Despite the attack’s success, however, researchers found “a strange level of fragmentation to the overall toolkit,” he stated.

“Batch files spawn other batch files, different RAR archives contain intermingled executables, & even the intended action is separated into 3 payloads: Meteor wipes the filesystem, mssetup.exe locks the user out, & nti.exe presumably corrupts the MBR,” Guerrero-Saade wrote.

Attack Components

Researchers identified & elaborated 3 of those 3 payloads in the report.

One is the main payload, the Meteor wiper, which comes in the form of an executable dropped under env.exe or msapp.exe, & is executed as a scheduled task with a single argument–an encrypted JSON configuration file, msconf.conf, that holds values for corresponding keys contained in cleartext within the binary, according to the report.

“At its most basic functionality, the Meteor wiper takes a set of paths from the encrypted config & walks these paths, wiping files,” Guerrero-Saade wrote.

Shadow Copies

“It also makes sure to delete shadow copies & removes the machine from the domain to avoid means of quick remediation.”

The wiper also includes much more functionality that was not used in the Iranian train attack, he noted. It can: change passwords for all users; disable screensavers; terminate processes based on a list of target processes; install a screen-locker; disable recovery mode; changes boot policy error handling; create scheduled tasks; & log off local sessions, among other actions.

Other Attacks

The fact that it has such broad capabilities seems to suggest that Meteor is not merely a one-off, but that its creators intend for it to be used in other attacks, Guerrero-Saade noted.

Meteor Express attackers also dropped a standalone screen-locker, mssetup.exe,that blocks user input before creating a window that fills the entire screen before disabling the cursor & locking the user out entirely, according to the report.

Novice Attackers?

Despite its success in the Meteor Express attack, the threat group seems still to be honing their skills & finding their way, as evidenced by the “contradictory” practices of Meteor’s code & capabilities, researchers observed.

“First, the code is rife with sanity checks, error checking, & redundancy in accomplishing its goals,” Guerrero-Saade wrote. “However, the operators clearly made a major mistake in compiling a binary with a wealth of debug strings meant for internal testing.”
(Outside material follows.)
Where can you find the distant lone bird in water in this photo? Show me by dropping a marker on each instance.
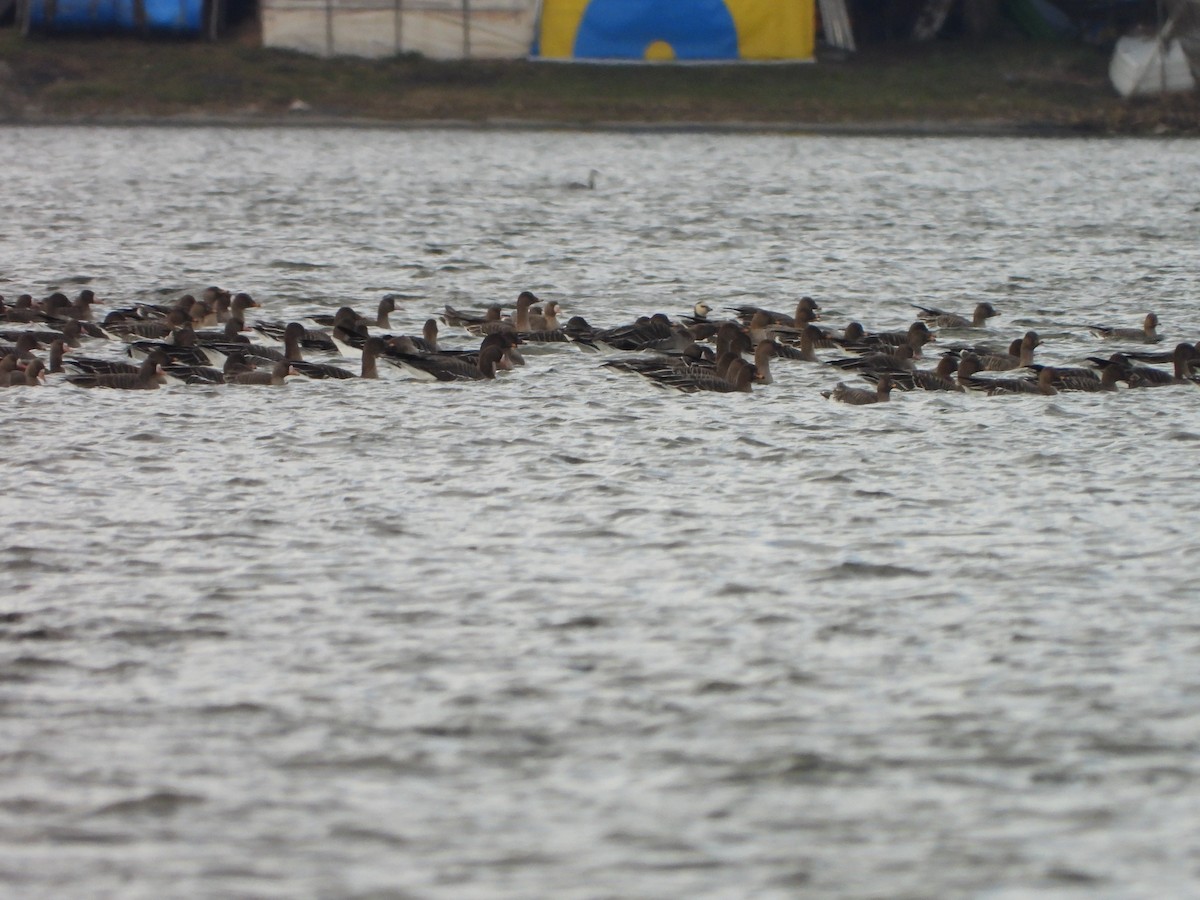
(581, 186)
The heart of Meteor also include a “bizarre amalgam of custom code” that uses open-source components & “practically ancient” software–FSProLabs’ Lock My PC 4, pointing to the general experimental nature of the attackers’ approach, he commented.

Configurable Design

However, “while that might suggest that the Meteor wiper was built to be disposable, or meant for a single operation,” this code is “juxtaposed with an externally configurable design that allows efficient reuse for different operations,” Guerrero-Saade wrote.

The components of Meteor Express that researchers examined point to a new, intermediate-level player in the attack landscape “whose different operational components sharply oscillate from clunky & rudimentary to slick & well-developed,” he concluded.